I bite the inside of my cheek. “Uh, not exactly. I didn’t want Conor to tell you about me and Hunter. Not before I did, at least.”
She lifts her eyebrows again, waiting for more of an explanation.
“He, uh, saw me walk out of the bathroom this morning.”
Harlow tilts her head. “I thought you said this happened Friday night.”
“Yeah. It did. And then it happened again last night.”
She smirks. “Get it, girl.”
I smile, then admit, “I don’t know what to do now.”
Instantly, Harlow’s expression shifts to her protective, pissed-off one. “Did he do something?”
“ No . It’s what I did. Or didn’t do, maybe. I don’t know.”
She frowns. “What are you talking about?”
“After Conor and Aidan saw us this morning, it was a little weird. No one else knew about us, before, and it was…I don’t know. I could just enjoy it, and not think about what anything meant. But then I started thinking, and I… I don’t know. I freaked out a little. It feels like this thing with Hunter has been coming for a long time, but it also feels like this whirlwind and graduation is coming and I’m just…overwhelmed. He’s very overwhelming. When I’m with him, everything else matters less.”
“That’s not a bad thing, E.”
“I know it’s not. It’s just…scary.” I chew on the inside of my cheek. “I don’t know how he feels. If he wants a relationship.”
I think I finally understand why it’s called falling in love . Because a lot of it is outside of your control, governed by conjectural forces like chemistry and chance. But there’s also a moment when you jump , I’m learning. When you make a conscious choice to pursue love and risk heartbreak. I’m standing at those crossroads now, realizing I’ve never jumped before.
“Ask him,” Harlow suggests, sounding like she’s trying very hard not to add a duh at the end.
I roll my eyes. “You know that’s easier said than done.”
“Yeah, I do.
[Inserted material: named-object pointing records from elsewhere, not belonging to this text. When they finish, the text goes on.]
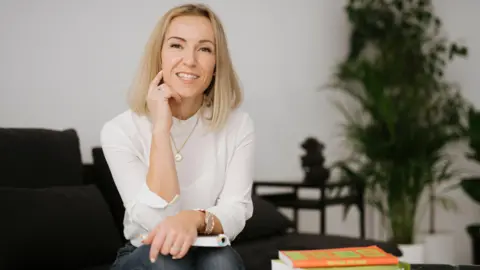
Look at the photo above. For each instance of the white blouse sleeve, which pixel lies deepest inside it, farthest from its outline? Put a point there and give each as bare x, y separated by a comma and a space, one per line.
129, 173
234, 205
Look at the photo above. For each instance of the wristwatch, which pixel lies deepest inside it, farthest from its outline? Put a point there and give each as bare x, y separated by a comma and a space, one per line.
209, 221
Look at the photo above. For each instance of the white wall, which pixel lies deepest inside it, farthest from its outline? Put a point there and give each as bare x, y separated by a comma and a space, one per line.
69, 63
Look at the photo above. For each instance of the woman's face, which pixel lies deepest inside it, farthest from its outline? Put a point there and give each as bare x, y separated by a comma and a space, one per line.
188, 55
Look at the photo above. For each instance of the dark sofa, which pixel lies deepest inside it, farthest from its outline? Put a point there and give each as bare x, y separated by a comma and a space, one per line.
58, 213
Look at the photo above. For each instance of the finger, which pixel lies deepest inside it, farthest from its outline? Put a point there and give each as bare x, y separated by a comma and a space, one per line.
156, 245
185, 247
157, 79
176, 61
149, 238
167, 245
169, 93
177, 246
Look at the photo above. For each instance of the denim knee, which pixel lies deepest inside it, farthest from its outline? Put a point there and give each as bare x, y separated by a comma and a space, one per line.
225, 258
139, 259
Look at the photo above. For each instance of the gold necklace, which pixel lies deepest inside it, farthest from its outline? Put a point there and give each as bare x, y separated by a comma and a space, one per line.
178, 156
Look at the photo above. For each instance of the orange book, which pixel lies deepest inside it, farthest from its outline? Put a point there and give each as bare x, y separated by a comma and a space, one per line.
351, 256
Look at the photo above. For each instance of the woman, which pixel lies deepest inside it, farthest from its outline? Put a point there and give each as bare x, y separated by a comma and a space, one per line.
182, 155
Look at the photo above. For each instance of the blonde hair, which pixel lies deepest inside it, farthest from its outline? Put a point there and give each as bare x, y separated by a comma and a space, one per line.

But I also promise you it’s better than not knowing.” She nudges my knee. “I’m going to make some dinner, because I have a feeling all you’ve eaten today is donuts. And then, we’re getting dressed and going out.”
Harlow stands and heads for the kitchen.
“Going out where?” I call after her.
“You’ll see!” she shouts back.
I glance at Hunter’s number again. I’d rather talk to him in person.
After Harlow’s mysterious destination, I’ll ask her to drop me at his house, I decide.